As much as I enjoyed watching Northern Iowa's victory over Kansas on Saturday, I don't think I'd really enjoy a Final Four that included Northern Iowa, Cornell, Murray State and Old Dominion. The games and atmosphere would be about as exciting as a December game aired at 11 p.m. on ESPNU. One or two upsets are exciting, but have the same underdog knock off three favorites and it begins to feel like they're a formerly charming party guest who doesn't know it's time to leave. This rarely happens, but when it does the results can be ugly. In 1979, in perhaps the most famous Final Four ever, Penn - Penn! - joined DePaul, Larry Bird's Indiana State team and Magic Johnson's Michigan State Spartans in Salt Lake City. Penn reached the Final Four by knocking off traditional powers North Carolina and St. John's. In the semifinals, Michigan State jumped out to a 32-6 lead and won 101-67. The moment finally caught up with the Quakers and everyone watching on TV suffered.

I love seeing the traditional powers occasionally knocked off, but I also like seeing them there in the end. I'm a basketball elitist (does that make me sound too much like Billy Packer? Please say no), except when I'm watching a thrilling opening-round game between a two seed and a 15 seed and I'm pulling for the no-names. There needs to be a good mixture of the great and the improbable, although, in the case of both Northern Iowa and Cornell, there's always the possibility that they are great and simply needed a showcase.

I guess I want the best of both worlds - the upsets and the best to meet the best in the end - and this year we just might get it. Cornell's been one of the most impressive teams through the first two rounds, but in the next game they face the team that has been the most impressive: Kentucky. It's an Ivy League school against one of the most decorated programs in NCAA history, a perfect matchup for a Sweet 16 game. Throughout it, I'm sure I'll be pulling for Cornell to continue their streak of upsets. But ultimately, when the Final Four rolls around, I'd miss not being able to watch John Wall play one more time, this time on the game's biggest stage. So confusing.

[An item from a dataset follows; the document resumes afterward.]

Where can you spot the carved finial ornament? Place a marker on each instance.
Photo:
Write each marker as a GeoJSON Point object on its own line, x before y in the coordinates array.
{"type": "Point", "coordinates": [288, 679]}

In the end, of course, my fear of an all-underdog Final Four is irrational. For every George Mason there are a dozen North Carolinas and Connnecticuts. Even this year, when it seems preordained that an unknown team will crash the final party, we'll probably get a Final Four of Duke, Kentucky, Syracuse and perhaps Ohio State. All familiar teams with rosters that are littered with all-Americans, led by coaches who qualify for sainthood, at least according to Dick Vitale. Not a feisty upstart in the bunch. But maybe Northern Iowa can break through and excite farmers everywhere. I'd love to see them in Indianapolis on that final weekend - as long as they're not joined by any other underdogs.